One-Year Efficacy of Ixekizumab in Psoriatic Arthritis

WASHINGTON, DC — Treatment of psoriatic arthritis (PsA) with ixekizumab (IXE)—an IgG4 monoclonal antibody—significantly improves arthritis, dactylitis and enthesitis at 52-weeks, according to research presented at the 2016 American College of Rheumatology Annual Meeting.

Philip J Mease, MD, at the Swedish Medical Center and the University of Washington, and colleagues conducted a phase 3 study (A Study of Ixekizumab in Participants With Active Psoriatic Arthritis SPIRIT P1, ClinicalTrials.gov NCT01695239) to evaluate the efficacy and safety IXE use over 52 weeks in patients with active PsA.

The trial enrolled 417 biologic disease-modifying antirheumatic drug (bDMARD)-naïve patients with active PsA. During the double-blind treatment period (weeks 0-24), patients received either IXE 80 mg once every 4 weeks or once every 2 weeks, including a 160 mg loading dose; 40 mg adalimumab (ADA); or placebo.

At the conclusion of the double-blind treatment period, 381 participants were eligible to enter the extension period (weeks 24-52), and were assigned to receive either 80 mg IXE once every 4 weeks or once every 2 weeks.

Primary efficacy measures included American College of Rheumatology 20/50/70 Indices, Health Assessment Questionnaire-Disability Index (HAQ-DI) Score, Disease Activity Score 28 diarthrodal joint count based on C-reactive protein (DAS 28-CRP), Psoriasis Area and Severity Index 75, 90, 100 (PASI 75/90/100), Leeds Enthesitis Index (LEI), and Leeds Dactylitis Index-Basic (LDI-B).

In total, 304 patients completed the extension period. Researchers observed improvements from baseline in all primary efficacy measures at week 52, with a similar rate of adverse events as occurred during the double-blind treatment period. Twelve patients experience serious adverse events, but no deaths occurred among the extension period population.
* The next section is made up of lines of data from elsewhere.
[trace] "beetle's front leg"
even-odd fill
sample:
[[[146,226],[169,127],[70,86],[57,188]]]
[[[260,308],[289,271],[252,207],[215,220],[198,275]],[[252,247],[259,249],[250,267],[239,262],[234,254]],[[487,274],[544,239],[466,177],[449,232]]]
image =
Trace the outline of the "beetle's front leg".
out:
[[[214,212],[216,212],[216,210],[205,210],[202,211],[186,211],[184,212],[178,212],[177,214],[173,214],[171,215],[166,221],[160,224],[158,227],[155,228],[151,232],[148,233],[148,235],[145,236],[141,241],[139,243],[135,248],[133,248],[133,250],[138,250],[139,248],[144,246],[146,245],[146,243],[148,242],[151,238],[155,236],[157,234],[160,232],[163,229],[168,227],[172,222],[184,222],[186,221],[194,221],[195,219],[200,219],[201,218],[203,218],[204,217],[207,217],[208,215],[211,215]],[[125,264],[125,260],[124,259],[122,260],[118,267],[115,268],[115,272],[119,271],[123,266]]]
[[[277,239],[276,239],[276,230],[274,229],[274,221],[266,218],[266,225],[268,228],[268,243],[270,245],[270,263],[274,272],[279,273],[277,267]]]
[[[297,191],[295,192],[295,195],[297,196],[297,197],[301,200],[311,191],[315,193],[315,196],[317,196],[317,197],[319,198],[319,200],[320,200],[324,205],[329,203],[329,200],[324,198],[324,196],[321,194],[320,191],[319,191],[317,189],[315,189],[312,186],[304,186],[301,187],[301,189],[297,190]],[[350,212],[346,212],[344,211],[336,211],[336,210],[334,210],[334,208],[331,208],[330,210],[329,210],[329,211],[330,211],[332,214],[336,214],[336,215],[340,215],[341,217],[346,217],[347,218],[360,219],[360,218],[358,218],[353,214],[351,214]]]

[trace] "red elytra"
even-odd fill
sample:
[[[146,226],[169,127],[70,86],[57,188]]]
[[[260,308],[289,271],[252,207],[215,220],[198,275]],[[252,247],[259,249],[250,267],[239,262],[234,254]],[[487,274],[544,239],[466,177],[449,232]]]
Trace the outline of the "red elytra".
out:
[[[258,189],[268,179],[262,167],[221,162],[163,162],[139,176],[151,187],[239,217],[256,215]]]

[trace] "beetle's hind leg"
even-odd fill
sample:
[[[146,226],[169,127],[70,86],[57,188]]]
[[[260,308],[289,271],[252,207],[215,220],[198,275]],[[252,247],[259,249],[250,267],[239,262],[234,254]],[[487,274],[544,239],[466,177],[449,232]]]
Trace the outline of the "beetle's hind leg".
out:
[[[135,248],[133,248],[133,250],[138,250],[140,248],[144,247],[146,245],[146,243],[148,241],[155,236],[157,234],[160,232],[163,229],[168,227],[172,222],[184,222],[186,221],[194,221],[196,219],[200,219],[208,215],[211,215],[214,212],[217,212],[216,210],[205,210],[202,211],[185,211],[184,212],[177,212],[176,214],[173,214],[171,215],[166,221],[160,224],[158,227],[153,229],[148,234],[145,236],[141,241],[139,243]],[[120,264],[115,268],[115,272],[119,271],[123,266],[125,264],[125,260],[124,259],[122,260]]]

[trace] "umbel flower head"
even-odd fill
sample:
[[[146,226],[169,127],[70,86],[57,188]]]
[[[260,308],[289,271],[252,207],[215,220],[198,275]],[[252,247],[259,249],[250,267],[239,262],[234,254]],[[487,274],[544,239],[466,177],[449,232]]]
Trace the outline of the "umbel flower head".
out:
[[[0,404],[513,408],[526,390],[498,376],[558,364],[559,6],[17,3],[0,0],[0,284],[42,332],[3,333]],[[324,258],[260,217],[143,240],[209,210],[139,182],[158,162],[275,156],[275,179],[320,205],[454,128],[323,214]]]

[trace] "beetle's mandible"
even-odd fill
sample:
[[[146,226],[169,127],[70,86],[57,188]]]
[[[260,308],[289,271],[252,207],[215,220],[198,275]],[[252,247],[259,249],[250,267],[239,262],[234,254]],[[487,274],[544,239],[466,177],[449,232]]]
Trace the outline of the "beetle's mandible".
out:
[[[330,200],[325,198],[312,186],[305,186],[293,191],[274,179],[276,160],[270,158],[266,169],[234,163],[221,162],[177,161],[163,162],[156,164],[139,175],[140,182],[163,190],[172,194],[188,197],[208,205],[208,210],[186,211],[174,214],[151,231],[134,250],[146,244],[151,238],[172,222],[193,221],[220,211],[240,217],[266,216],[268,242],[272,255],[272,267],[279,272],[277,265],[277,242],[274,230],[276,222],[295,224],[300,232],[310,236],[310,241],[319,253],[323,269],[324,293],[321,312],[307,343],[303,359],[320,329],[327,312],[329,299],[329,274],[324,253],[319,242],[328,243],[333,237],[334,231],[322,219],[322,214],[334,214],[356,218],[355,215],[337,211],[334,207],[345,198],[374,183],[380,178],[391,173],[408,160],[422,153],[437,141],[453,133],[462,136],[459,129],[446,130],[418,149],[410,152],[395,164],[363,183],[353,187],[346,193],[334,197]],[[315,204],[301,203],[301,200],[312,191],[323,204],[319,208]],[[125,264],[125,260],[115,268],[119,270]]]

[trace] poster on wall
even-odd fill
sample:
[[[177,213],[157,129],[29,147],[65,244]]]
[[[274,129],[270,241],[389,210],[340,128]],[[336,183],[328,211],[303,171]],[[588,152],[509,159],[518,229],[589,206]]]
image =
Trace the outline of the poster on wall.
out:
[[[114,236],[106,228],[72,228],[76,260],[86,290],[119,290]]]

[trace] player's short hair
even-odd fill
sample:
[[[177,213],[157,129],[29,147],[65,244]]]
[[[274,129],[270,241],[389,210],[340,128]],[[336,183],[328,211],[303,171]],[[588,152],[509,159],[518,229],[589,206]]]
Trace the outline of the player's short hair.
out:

“IXE demonstrated a clinically significant improvement in signs and symptoms of PsA including arthritis, dactylitis, and enthesitis, as well as skin manifestations across treatment groups in the [extension period],” the researchers concluded.

“The safety profile of IXE observed in the [extension period] was similar to that observed in the [double-blind treatment period] and other phase 3 studies of IXE in patients with plaque psoriasis.”

Reference

Mease PJ, Okada M, Kishimoto M, et al. Efficacy and safety of ixekizumab in patients with active psoriatic arthritis: 52 week results from a phase 3 study. Presented at: 2016 ACR/ARHP Annual Meeting; November 11-16, 2016; Washington, D.C. Abstract no. 959.